第8話 ケース01「株式投資のスズキさん」

「どうして、こんなことになったんだ!?」


スズキさんである。

何となく皆様がお察しの通り、相談から2年、「まだいける、もうちょっと行ける」の精神で株を持ち続けた結果、2020年2月度に発生した大暴落で、資産は30%目減りするという素敵な状況に陥っている。


「だから、いったでしょう。頭としっぽはくれてやれの精神で、欲張らずにちょっとづつでいいから、利益確定したほうがいいですよ、って」


「いや、聞いてない!」


めんどくせぇ。

まあもう、こういうケースは死ぬほど経験しているので、メールで送りつけたログを印刷したものを、魔除け代わりに叩き付ける。餓鬼には米を投げつけるべきだが、まだ一応、顧客さんなのでそのあたりの良識は残ってる。


「・・・・・・で。どうするんです?」


「・・・どうしたらいいかな。」


「ぶっちゃけ、もう手遅れなんで値段が戻すまで待つか、損失確定して忘れるかしたほうがいいですね」



今回のウィルスや、8年ほど前に発生した金融危機ような「恐慌相場」では、問題が「起きた瞬間」に損失を受け入れて静観するか、それとも値を戻すまで待つかの二択だ。
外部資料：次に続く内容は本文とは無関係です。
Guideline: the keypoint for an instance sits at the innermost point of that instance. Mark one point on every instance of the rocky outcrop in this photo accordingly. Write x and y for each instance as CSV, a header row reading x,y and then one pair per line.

ただし、バブル崩壊から株価上昇まで10年かかった例にもある通り、それなりの時間を費やすことになる。


「どうにも、ならないかな・・・」


「まぁ、家が全焼した後に火災保険に入りたいって言ってるようなもんですからね」

そんな虫のいい話、もちろんだがあるわけない。


「まー・・・これからどうするかっていう運用プランをつくるなら、また提案しますし。投資はもうこりごりだ!っていうならそれはそれで、ありかと。どうしたいんですか?」


「・・・ちょっと考える」

えらい落ち込み用である。まるで634mあるスカイツリーから、紐なしバンジーしたかの如くの落ち込みようである。気分的にも、資産的にも。



ちなみにその後、話もそこそこに。スズキさんは帰って行った。

いまから投資学習レクチャーを受けなおして、次のチャンスに備えるそうだ。


だが彼はまだ、運がいいほうだ。だって、生きているんだもの。